Each checkpoint is a single PyTorch tensor file (`best_A.pth`) inside a folder whose name encodes the training configuration:

```
checkpoints/
└── <dataset>_backbone_<backbone>_weight_<λ>_epoch_<E>_lr_<lr>_bs_<bs>/
    └── best_A.pth
```

For example:

```
checkpoints/CIFAR-100_backbone_RN50_weight_1.0_epoch_10000_lr_0.01_bs_1000000/best_A.pth
```

The tensor `best_A.pth` has shape **(d, m)** where *d* is the backbone embedding dimension and *m* is the number of concepts in the dataset's concept vocabulary.

## Quickstart

### 1. Download a checkpoint

```bash
pip install huggingface-hub

# Download all checkpoints
hf download oonat/ezpc-checkpoints \
    --local-dir . \
    --include "checkpoints/*"

# Or just one
hf download oonat/ezpc-checkpoints \
    --local-dir . \
    --include "checkpoints/CIFAR-100_backbone_RN50_weight_1.0_epoch_10000_lr_0.01_bs_1000000/*"
```

### 2. Load and use it

The checkpoint can be loaded directly with PyTorch:

```python
import torch

A = torch.load(
    "checkpoints/CIFAR-100_backbone_RN50_weight_1.0_epoch_10000_lr_0.01_bs_1000000/best_A.pth",
    weights_only=True,
).float()
print(A.shape)  # (d, m)
```

To run zero-shot evaluation, qualitative concept visualizations, faithfulness
analyses, or any of the experiments from the paper, clone the
[EZPC GitHub repo](https://github.com/oonat/ezpc).
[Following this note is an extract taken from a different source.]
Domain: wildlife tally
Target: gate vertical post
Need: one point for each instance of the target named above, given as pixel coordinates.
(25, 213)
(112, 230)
Evaluation also requires the pre-computed image **and** cached text embeddings.
Download them from the [embeddings dataset](https://huggingface.co/datasets/oonat/ezpc-embeddings)
into `./data`:

```bash
hf download oonat/ezpc-embeddings --repo-type dataset --local-dir data
```

Then point `--checkpoint_path` at the downloaded `best_A.pth`:

```bash
python test.py \
    --dataset CIFAR-100 \
    --dataset_root ./data \
    --backbone RN50 \
    --checkpoint_path ./checkpoints/CIFAR-100_backbone_RN50_weight_1.0_epoch_10000_lr_0.01_bs_1000000/best_A.pth
```

## Citation

```bibtex
@InProceedings{Ozdemir_2026_CVPR,
    author    = {Ozdemir, Onat and Christensen, Anders and Alaniz, Stephan and Akata, Zeynep and Akbas, Emre},
    title     = {Explaining CLIP Zero-shot Predictions Through Concepts},
    booktitle = {Proceedings of the IEEE/CVF Conference on Computer Vision and Pattern Recognition (CVPR)},
    month     = {June},
    year      = {2026},
    pages     = {31336-31345}
}
```

## Acknowledgements

The concept vocabularies and class label mapping files were originally curated by the [Label-free Concept Bottleneck Models](https://github.com/Trustworthy-ML-Lab/Label-free-CBM) authors. We thank them for open-sourcing these resources.

## License

Released under the MIT License.

Note that these checkpoints were trained on embeddings derived from CIFAR-100, CUB-200-2011, Places365, ImageNet, and ImageNet-100. Users are responsible for complying with the original license and terms of use of those datasets, which may restrict commercial use — notably ImageNet and CUB-200-2011, which are released for non-commercial research only.